Brian Hanna CBE
Chair, British Council Northern Ireland Committee

Brian Hanna was Chief Executive of Belfast City Council from 1994 until 2002. During this time of great change within Northern Ireland he brokered the City's first agreed cross-party corporate plan which helped to create the climate and set the direction for positive change within a Belfast beginning to emerge from the trauma of the "troubles" of the previous thirty years.
He had previously been Director of Health and Environmental Services in the Council (1984-94) and this led to his involvement from 2000 to 2004 as Northern Ireland's Sustainable Development Commissioner on the UK Sustainable Development Commission.
Brian was President of the Chartered Institute of Environmental Health from 2002 to 2004. He is currently Chairman of the Local Government Staff Commission for Northern Ireland, a member of the Northern Ireland Public Service Commission, Deputy Chair of the Northern Ireland Science Park Foundation and a non-executive director of Titanic Quarter Limited, a private company charged with the task of regenerating an extensive area of land within the Belfast Harbour Estate previously used by Harland and Wolff.
Brian is also a member of Queen's University Belfast Senate and a governor of the Royal Belfast Academical Institution, a voluntary grammar school situated in the heart of Belfast.
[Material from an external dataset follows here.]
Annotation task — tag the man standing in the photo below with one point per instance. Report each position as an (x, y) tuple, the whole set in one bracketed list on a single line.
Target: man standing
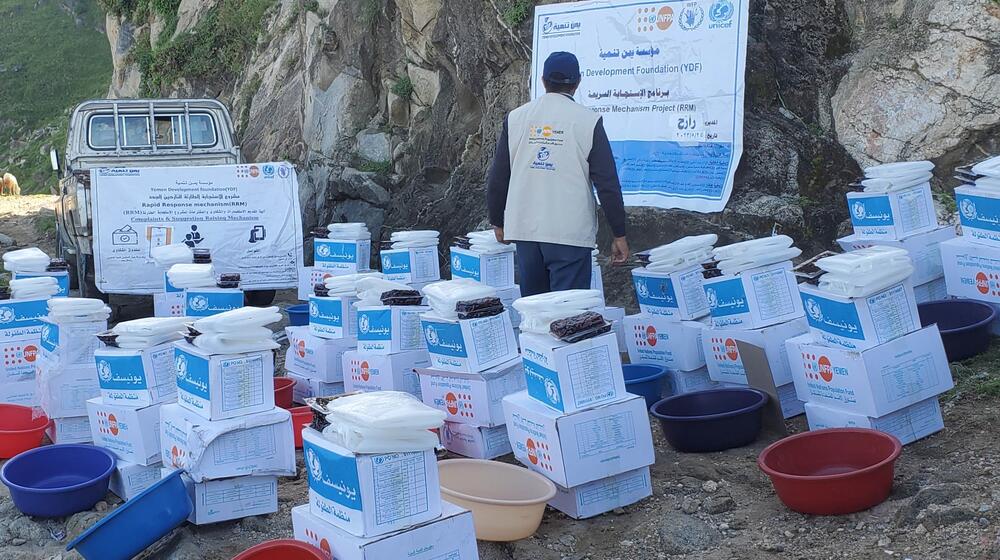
[(551, 155)]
He has had a lifetime of involvement in sport and from 1993 to 1995 was President of the Irish Hockey Union during which period Ireland hosted both the Women's World Cup (1994) and the Men's European Cup (1995) in Dublin. He also served as Chairman of the company established to run the very successful 1999 IAAF World Cross Country Championships in Belfast. He is a member of the Instonians sports club in Belfast, a club which has produced many Irish internationals in rugby, cricket and hockey including two British Lions captains.
He was appointed a Commander of the Order of the British Empire (CBE) in 2000 for services to local government, was given an Honorary degree, Doctor of Science (Econ), by Queen's University in 2001 and made an Honorary Fellow of the Royal Society for the Promotion of Health in 2005
Brian joined the British Council Board on 10 February 2009.